🤖 AI Summary
This work addresses the problem of answering counting queries over quantum-encoded datasets under differential privacy. By reformulating such queries as amplitude estimation tasks distinguishing between two orthogonal quantum states, the authors construct the first differentially private quantum protocol for counting queries, combining repeated computational-basis measurements with classical amplitude estimation algorithms. The key contributions include demonstrating that quantum randomness, amplified through repeated measurements, inherently enhances privacy guarantees; deriving a tight bound on global sensitivity tailored to counting queries; and designing an efficient protocol amenable to blind execution on a quantum server. Compared to generic query mechanisms, the proposed approach achieves a significantly improved trade-off between privacy and utility.
📝 Abstract
Differential privacy is a mathematical notion of data privacy that has fast become the de facto standard in privacy-preserving data analysis. Recently a lot of work has focused on differential privacy in the quantum setting. Continuing on this line of study, we investigate how to answer counting queries on a quantum encoded dataset with differential privacy. An example of a counting query is ``How many people in the dataset are over the age of 25 and with a university education?'' Counting queries form the most basic but nonetheless rich set of statistics extractable from a dataset.
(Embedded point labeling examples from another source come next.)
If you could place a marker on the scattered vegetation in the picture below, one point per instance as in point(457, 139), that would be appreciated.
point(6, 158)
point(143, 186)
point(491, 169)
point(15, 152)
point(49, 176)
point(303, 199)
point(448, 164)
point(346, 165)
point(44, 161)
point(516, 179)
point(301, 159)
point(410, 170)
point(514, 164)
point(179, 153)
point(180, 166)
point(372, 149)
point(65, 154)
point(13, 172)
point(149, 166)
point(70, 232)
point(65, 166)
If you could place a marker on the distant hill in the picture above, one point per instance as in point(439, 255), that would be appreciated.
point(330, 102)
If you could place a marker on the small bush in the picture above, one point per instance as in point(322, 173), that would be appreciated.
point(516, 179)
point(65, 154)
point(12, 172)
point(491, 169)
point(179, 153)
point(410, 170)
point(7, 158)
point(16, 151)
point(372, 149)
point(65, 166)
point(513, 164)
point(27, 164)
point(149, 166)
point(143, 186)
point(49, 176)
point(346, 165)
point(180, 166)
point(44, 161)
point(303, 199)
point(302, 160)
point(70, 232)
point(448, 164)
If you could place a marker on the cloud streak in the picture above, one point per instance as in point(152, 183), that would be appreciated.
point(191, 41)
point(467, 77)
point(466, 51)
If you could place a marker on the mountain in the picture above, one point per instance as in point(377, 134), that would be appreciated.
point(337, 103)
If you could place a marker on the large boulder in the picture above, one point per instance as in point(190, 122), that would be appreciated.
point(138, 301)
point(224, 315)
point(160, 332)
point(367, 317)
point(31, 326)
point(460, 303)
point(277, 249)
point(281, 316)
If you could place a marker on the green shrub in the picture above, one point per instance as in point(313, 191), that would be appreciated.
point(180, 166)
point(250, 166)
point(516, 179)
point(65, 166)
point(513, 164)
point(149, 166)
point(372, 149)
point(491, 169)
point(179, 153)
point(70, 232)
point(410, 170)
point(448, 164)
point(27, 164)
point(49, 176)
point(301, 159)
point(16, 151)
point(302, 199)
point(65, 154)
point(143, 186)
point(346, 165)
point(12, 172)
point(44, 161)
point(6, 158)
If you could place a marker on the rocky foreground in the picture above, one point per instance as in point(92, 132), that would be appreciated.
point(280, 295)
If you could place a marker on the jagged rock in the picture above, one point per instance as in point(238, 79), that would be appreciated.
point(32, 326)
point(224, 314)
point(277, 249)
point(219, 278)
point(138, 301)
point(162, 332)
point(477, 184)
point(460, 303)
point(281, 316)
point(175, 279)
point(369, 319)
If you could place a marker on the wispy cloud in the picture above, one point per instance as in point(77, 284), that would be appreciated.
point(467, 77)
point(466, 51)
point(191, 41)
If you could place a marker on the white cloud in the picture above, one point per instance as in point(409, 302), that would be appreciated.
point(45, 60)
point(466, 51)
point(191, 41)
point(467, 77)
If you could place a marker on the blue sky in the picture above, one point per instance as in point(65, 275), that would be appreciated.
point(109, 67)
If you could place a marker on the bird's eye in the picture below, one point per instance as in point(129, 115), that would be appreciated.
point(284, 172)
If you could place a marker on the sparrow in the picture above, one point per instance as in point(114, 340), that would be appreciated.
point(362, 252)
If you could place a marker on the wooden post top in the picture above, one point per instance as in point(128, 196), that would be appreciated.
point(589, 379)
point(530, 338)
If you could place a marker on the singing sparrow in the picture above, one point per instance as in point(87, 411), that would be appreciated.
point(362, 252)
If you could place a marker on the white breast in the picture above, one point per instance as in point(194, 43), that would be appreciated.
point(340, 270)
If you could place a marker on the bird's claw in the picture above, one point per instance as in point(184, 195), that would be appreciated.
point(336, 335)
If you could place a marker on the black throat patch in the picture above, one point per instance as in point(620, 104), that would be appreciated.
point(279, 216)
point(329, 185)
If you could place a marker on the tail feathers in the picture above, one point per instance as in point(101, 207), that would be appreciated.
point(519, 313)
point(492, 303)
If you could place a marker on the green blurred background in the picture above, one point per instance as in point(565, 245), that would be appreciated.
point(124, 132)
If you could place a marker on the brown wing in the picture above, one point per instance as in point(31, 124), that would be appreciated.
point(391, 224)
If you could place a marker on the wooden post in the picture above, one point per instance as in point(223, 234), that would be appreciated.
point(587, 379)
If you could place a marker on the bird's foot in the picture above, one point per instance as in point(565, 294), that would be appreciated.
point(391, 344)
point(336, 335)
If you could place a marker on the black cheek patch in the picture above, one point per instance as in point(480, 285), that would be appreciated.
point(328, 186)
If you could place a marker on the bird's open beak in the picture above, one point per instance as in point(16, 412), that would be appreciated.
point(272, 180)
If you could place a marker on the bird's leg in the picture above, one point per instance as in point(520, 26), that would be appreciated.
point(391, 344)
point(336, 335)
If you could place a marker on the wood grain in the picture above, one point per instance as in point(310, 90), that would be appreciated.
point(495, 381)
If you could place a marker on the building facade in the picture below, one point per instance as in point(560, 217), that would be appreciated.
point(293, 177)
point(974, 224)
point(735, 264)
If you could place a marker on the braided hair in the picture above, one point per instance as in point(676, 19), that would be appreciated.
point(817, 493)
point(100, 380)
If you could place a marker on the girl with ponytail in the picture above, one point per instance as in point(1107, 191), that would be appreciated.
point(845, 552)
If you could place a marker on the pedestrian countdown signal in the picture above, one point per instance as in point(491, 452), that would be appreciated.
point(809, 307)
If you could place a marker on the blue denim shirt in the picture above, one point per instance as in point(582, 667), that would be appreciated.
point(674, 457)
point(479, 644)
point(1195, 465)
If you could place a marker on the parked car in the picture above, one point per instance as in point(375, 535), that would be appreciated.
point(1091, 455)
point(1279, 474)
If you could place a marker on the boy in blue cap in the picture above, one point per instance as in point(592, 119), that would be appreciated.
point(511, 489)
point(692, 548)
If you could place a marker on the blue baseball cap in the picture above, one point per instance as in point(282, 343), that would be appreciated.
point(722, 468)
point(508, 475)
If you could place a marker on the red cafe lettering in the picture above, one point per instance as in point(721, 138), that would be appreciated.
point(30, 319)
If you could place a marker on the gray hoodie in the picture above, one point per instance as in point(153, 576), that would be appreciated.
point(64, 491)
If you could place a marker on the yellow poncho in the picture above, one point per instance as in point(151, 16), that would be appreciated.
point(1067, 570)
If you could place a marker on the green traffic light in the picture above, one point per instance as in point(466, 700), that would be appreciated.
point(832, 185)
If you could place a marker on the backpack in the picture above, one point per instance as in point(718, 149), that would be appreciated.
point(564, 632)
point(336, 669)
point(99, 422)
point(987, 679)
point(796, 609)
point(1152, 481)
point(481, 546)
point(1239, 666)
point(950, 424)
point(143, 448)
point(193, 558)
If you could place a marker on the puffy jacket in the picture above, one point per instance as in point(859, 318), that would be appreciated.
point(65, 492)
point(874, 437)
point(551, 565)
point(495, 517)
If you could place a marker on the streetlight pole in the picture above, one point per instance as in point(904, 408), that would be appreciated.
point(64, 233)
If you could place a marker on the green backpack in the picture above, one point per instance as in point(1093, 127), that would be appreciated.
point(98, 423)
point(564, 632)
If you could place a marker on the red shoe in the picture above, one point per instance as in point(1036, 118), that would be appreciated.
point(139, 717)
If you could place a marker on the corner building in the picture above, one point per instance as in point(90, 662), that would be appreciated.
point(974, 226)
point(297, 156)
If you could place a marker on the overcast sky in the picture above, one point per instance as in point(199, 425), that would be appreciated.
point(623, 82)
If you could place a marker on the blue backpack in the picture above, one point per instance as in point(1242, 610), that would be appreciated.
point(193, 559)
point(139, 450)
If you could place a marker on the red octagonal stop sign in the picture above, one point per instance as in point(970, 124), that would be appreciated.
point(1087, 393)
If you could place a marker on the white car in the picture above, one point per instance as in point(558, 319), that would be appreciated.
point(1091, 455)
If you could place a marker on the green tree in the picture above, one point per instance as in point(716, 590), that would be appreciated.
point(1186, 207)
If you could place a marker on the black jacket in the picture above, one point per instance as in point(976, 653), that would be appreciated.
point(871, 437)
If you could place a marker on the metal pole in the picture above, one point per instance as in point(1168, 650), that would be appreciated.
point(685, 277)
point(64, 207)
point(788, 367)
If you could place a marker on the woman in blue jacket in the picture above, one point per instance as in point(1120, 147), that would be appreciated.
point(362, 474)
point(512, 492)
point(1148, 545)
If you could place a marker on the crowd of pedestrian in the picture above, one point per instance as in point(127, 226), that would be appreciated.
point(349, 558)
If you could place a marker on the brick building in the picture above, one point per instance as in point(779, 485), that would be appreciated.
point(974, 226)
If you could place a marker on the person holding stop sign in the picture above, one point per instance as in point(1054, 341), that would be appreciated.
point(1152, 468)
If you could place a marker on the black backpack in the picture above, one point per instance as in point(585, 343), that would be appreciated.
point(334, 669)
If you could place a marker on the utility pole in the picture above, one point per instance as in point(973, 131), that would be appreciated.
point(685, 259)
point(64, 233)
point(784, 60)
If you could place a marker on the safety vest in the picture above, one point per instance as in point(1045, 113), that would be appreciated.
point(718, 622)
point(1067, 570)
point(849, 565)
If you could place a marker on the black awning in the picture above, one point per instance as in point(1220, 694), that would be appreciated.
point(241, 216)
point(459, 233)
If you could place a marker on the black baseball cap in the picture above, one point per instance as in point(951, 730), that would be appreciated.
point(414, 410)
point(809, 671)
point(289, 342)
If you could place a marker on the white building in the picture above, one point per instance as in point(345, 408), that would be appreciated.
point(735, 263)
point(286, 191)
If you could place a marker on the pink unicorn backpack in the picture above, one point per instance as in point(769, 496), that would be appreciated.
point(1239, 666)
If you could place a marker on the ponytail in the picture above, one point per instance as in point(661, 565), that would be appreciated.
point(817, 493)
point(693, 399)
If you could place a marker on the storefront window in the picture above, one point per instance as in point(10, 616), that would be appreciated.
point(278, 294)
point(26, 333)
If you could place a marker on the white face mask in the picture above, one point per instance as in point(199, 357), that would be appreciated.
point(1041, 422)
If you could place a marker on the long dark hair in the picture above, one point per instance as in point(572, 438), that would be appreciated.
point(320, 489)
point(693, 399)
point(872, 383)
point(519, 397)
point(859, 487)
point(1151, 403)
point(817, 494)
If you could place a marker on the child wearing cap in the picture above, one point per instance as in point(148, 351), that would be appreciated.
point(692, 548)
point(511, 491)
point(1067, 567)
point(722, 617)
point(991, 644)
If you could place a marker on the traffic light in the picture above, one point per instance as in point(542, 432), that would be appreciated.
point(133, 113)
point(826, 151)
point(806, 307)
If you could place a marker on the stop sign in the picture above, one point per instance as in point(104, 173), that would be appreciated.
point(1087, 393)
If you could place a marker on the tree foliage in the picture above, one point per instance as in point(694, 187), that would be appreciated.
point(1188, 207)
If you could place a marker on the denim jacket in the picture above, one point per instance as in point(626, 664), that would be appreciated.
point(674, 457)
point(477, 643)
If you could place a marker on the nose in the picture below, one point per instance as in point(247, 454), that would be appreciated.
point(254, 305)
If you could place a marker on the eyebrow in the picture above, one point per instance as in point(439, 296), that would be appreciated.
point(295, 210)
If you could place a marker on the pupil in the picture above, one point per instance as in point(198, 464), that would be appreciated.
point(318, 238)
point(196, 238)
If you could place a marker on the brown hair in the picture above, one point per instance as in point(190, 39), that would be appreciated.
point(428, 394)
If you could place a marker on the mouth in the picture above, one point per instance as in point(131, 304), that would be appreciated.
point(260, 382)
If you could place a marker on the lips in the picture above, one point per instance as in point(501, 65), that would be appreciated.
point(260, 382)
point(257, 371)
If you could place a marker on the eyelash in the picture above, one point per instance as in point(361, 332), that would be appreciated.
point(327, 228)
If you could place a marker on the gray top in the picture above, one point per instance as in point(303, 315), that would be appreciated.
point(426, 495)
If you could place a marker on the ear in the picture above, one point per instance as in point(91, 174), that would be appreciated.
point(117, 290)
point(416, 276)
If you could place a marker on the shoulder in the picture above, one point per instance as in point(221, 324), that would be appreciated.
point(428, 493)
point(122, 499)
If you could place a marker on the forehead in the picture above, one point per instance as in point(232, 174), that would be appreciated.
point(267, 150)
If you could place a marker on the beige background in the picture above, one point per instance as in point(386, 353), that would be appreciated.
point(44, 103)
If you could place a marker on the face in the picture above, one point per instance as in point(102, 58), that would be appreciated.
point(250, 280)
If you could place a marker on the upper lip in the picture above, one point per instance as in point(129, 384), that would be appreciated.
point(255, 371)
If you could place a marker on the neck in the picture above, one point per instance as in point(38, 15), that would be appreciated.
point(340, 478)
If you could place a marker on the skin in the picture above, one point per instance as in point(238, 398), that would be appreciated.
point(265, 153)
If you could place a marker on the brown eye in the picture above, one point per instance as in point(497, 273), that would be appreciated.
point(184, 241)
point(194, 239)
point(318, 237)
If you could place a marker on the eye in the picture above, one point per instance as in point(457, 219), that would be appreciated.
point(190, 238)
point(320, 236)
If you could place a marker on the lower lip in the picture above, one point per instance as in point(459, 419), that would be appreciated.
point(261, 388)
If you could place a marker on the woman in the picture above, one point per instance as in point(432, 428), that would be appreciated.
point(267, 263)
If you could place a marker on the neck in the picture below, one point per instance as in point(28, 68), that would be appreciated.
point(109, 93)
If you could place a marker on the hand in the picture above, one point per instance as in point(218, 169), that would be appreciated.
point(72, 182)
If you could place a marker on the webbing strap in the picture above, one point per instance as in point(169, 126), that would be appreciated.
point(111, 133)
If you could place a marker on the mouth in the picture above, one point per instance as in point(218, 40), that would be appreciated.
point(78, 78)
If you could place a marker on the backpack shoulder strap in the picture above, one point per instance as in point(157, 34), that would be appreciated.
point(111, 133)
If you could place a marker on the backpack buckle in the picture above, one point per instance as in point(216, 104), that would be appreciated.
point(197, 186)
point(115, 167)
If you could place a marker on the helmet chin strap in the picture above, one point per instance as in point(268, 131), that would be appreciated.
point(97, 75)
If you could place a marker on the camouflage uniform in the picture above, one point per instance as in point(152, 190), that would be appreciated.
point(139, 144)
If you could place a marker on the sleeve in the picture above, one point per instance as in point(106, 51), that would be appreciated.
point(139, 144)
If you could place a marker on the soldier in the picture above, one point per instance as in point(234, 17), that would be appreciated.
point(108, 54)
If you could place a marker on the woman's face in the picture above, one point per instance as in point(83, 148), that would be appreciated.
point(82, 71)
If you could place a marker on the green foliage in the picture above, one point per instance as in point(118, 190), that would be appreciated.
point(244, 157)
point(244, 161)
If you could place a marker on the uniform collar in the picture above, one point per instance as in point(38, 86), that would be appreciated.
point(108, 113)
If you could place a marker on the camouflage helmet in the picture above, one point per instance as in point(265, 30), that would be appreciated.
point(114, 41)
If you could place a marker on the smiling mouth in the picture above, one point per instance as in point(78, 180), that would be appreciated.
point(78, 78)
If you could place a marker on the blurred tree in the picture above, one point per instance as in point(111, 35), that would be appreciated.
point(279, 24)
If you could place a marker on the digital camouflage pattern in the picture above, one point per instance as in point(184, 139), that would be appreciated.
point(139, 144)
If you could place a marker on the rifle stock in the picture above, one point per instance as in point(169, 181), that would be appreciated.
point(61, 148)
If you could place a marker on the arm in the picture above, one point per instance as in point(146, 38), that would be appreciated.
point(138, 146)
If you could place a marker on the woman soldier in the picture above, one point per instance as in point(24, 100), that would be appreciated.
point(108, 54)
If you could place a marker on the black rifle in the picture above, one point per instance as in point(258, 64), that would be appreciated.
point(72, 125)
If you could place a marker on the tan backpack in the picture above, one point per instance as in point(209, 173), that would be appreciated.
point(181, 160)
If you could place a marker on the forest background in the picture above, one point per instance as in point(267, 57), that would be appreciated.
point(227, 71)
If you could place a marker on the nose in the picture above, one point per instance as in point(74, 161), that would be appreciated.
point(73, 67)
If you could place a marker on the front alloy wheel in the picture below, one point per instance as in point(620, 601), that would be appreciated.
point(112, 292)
We show that answering these queries on a quantum encoded dataset reduces to measuring the amplitude of one of two orthogonal states. We then analyze the differential privacy properties of two algorithms from literature to measure amplitude: one which performs repeated measurements in the computational basis, and the other which utilizes the classic amplitude estimation algorithm. For the first technique, we prove privacy results for the case of counting queries that improve on previously known results on general queries, and show that the mechanism in fact \emph{amplifies} privacy due to inherent randomness. For the second method, we derive a tight bound on maximum possible change in the amplitude if we add or remove a single item in the dataset, a quantity called global sensitivity which is central in making an algorithm differentially private. We then show a differentially private version of the amplitude estimation algorithm for counting queries. We also discuss how these methods can be outsourced to a quantum server to blindly compute counting queries with differential privacy.